The Four Styles of Tennis Play and Strategies to Beat Them | HowTheyPlay
This grip also can be used for a kick serve, and it makes the transition to net for volleys a relatively smooth one. While solid for handling low balls, an Eastern backhand grip is not ideal for hitting topspin shots from around the shoulders. It can be difficult to control these balls, and many times a player is forced to slice them back defensively. You see this most often when players return kick serves that jump up high in the strike zone. Just as with the Western forehand grips, this is a very popular choice with clay-court players.
It naturally closes the racquet face more than a regular Eastern backhand and moves the strike zone higher and farther out in front of you, making it more conducive to handling high balls and returning them with topspin. Some of the most powerful backhands in tennis are held with this grip.
The Four Styles of Tennis Play and Strategies to Beat Them
Its limitations are similar to those of the Western forehand.

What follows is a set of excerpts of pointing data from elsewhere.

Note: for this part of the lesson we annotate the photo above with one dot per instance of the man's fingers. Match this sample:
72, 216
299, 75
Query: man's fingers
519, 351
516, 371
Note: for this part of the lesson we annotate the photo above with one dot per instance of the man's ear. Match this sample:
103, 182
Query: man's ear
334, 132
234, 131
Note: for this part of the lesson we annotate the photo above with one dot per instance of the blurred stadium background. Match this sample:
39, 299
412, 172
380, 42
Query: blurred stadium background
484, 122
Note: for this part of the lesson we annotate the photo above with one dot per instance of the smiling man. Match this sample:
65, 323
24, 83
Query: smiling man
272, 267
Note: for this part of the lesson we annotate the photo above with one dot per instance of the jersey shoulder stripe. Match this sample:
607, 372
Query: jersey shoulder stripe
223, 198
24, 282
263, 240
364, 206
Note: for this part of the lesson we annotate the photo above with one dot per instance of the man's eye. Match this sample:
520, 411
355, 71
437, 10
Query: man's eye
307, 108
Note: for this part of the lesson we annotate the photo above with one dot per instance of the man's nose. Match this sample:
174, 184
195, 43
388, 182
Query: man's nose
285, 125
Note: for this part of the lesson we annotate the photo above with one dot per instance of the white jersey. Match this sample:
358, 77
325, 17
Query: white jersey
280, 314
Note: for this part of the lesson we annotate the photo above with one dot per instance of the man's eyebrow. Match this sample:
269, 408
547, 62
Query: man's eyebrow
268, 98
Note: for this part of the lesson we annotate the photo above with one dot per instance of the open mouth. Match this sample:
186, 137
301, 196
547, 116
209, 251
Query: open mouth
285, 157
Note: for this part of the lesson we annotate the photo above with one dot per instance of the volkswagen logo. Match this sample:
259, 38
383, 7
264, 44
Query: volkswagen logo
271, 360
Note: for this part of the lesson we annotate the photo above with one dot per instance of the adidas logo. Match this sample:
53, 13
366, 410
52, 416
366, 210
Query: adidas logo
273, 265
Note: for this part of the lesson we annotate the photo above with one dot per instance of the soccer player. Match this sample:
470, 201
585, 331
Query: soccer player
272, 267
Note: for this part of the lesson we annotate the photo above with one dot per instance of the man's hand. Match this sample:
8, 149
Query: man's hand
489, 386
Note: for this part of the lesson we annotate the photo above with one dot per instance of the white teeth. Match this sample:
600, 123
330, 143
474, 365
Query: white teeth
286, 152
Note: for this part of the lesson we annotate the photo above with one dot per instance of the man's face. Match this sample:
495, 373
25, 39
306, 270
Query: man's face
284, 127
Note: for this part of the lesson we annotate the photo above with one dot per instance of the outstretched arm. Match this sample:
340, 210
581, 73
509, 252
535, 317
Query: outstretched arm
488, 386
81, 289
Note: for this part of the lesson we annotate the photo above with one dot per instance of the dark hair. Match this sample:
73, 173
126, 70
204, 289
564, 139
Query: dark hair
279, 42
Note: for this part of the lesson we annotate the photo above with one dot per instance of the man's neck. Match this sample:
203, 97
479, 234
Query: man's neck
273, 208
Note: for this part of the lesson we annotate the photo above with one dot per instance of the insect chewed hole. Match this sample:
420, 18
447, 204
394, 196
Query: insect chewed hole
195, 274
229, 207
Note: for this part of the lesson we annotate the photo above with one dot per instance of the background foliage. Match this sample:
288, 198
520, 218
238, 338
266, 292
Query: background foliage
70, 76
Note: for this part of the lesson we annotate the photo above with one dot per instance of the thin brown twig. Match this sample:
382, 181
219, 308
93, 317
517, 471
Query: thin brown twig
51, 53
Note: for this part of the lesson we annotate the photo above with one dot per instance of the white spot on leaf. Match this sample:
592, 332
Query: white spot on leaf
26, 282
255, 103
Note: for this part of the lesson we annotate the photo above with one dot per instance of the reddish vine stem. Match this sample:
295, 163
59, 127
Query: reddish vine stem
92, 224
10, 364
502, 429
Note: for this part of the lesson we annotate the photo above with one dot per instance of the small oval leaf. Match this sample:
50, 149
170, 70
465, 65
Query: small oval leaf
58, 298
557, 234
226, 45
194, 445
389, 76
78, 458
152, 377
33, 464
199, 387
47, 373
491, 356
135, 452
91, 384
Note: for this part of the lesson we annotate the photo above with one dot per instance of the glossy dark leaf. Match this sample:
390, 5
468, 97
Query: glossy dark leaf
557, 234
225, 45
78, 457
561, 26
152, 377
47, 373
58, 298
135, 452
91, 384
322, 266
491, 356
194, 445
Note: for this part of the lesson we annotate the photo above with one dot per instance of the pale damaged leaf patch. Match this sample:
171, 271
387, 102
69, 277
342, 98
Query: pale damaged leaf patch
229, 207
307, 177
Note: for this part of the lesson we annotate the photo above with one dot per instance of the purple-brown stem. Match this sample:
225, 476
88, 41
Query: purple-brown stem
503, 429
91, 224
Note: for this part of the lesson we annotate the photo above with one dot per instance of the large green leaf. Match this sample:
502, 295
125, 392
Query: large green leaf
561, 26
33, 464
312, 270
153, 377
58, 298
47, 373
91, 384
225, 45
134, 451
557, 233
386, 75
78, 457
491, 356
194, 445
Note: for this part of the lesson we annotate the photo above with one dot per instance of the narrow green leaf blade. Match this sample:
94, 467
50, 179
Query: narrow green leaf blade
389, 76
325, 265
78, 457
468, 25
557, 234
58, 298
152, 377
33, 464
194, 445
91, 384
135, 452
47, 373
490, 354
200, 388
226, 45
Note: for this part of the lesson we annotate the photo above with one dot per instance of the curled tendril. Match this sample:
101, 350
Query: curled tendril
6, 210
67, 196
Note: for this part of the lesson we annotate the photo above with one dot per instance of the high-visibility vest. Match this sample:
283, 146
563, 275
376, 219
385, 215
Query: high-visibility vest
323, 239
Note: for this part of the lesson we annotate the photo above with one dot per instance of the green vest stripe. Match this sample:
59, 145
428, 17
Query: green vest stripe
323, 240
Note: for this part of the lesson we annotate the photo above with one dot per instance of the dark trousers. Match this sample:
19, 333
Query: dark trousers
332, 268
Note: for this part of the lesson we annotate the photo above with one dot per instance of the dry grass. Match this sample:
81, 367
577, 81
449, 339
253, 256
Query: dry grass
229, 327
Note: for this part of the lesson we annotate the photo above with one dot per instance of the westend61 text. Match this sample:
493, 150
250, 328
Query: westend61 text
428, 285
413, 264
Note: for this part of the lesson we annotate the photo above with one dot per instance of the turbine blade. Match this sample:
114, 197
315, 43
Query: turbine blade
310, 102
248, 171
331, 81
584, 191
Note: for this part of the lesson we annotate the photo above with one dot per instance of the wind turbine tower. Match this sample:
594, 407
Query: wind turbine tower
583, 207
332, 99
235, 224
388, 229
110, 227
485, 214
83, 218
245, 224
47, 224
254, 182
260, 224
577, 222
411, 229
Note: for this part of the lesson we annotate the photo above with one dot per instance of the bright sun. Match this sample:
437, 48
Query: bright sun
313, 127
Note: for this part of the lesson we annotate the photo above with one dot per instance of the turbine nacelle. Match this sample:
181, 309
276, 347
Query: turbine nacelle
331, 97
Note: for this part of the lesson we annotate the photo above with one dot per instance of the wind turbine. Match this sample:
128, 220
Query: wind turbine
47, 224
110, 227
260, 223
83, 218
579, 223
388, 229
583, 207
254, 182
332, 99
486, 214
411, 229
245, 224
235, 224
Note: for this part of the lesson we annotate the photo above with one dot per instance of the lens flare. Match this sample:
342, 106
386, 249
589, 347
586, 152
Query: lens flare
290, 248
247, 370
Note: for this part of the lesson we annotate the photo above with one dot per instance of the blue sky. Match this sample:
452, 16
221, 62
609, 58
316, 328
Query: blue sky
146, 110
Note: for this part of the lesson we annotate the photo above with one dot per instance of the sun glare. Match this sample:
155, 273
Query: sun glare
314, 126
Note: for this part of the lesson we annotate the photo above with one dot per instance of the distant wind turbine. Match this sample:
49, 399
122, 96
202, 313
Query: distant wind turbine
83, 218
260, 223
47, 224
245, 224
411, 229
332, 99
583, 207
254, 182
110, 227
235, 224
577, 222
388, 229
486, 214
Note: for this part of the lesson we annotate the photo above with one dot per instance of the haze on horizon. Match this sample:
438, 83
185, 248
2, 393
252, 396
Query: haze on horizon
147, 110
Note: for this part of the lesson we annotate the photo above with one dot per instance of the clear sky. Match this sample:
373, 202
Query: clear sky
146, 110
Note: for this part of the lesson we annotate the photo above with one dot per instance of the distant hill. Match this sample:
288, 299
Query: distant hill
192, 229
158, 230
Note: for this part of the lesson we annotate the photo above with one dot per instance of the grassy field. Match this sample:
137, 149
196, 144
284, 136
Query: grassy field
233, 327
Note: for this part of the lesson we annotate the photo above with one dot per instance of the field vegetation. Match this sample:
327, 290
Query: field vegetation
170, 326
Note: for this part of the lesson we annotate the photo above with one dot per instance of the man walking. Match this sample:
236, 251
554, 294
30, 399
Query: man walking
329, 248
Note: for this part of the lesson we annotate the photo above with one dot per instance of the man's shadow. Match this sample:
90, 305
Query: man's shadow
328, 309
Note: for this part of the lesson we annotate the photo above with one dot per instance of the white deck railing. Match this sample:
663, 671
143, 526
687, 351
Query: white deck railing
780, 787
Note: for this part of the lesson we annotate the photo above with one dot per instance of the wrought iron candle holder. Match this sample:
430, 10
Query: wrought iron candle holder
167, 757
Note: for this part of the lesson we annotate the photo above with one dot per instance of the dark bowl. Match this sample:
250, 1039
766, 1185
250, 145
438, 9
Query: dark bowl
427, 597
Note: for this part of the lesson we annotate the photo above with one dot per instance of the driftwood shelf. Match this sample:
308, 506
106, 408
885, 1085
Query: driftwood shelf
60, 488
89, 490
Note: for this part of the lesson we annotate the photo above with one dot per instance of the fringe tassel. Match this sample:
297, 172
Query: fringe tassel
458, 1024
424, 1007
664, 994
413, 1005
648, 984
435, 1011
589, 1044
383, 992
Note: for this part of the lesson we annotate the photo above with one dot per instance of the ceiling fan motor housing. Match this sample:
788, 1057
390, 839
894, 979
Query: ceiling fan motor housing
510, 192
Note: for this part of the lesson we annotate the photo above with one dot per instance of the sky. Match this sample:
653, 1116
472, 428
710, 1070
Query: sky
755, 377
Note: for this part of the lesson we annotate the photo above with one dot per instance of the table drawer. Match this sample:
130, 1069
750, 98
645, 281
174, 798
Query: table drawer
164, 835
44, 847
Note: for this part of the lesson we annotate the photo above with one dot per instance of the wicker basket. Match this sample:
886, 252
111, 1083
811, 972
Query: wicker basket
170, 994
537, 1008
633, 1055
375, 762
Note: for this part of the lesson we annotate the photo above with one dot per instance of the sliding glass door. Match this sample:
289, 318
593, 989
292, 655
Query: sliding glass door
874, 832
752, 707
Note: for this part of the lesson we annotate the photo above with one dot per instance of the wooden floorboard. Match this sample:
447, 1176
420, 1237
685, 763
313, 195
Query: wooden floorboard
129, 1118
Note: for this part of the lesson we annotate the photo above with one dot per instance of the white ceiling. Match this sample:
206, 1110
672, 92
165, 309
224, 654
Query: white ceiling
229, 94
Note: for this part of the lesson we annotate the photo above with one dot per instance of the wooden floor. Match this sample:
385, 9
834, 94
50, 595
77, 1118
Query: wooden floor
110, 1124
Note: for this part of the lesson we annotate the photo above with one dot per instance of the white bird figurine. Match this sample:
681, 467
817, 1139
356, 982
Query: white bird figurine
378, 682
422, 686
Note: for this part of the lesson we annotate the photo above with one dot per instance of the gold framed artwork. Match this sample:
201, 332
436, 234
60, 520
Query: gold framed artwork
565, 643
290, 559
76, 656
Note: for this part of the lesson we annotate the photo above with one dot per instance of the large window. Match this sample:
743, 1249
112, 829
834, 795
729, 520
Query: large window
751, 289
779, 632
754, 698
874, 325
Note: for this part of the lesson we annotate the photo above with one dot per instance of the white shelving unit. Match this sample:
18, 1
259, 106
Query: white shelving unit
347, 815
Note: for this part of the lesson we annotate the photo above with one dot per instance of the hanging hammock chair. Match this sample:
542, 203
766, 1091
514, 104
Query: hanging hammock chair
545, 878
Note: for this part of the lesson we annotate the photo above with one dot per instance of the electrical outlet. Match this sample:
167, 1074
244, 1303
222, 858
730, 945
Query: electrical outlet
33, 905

Players with this grip usually have long, elaborate swings and prefer the baseline. One of the most accepted ways is to hold the racquet in your dominant hand with a Continental grip. Then take your nondominant hand and put it above your playing hand in a semi-Western forehand grip. A more compact stroke than the one-hander, the two-hander relies on shoulder rotation and an efficient swing to provide power. Also, two-handers can become dependent on topspin.
Hitting an effective slice calls for extending through the shot with a steady front shoulder.
Key Strategies to Beat The Aggressive Baseliner
This is unnatural for two-handers, who are taught to open their hips and rotate their shoulders. Before commenting, please read our Posting Guidelines. Don't be afraid to pursue—and achieve—your dreams, says coach Nick Bollettieri. Watch My Tennis Life: Safarova says she's back to life The year-old has fully recovered from a virus she caught in Dubai. Mar 24, by Tennis Channel.
Avoid snapping your wrists with your strokes and instead drive through the ball with your body weight. A volley is a short and quick shot hit before the ball bounces on the ground. It is most often hit from the net, but can be hit from anywhere on the court. Keep your feet shoulder width apart, stand about three feet from the net and hit the ball prior to it hitting the ground.
Stay on the balls of your feet and make small rapid steps! Playing the net requires a lot of agility and quick reflexes. Also, avoid swinging your racquet. A volley does not require a full follow-through. A serve is the overhead tennis shot to start a point. Lightly toss the ball into the air, and then extend your racquet overhead and hit the ball when it reaches its highest point. Be cautious of where your feet are. You want to keep them behind the baseline. Lightly toss the tennis ball and raise your racquet above your head at the same time.
As the ball is rising drop your racquet behind you as if you are going to scratch your back with it and then extend it fully above your head and hit the ball.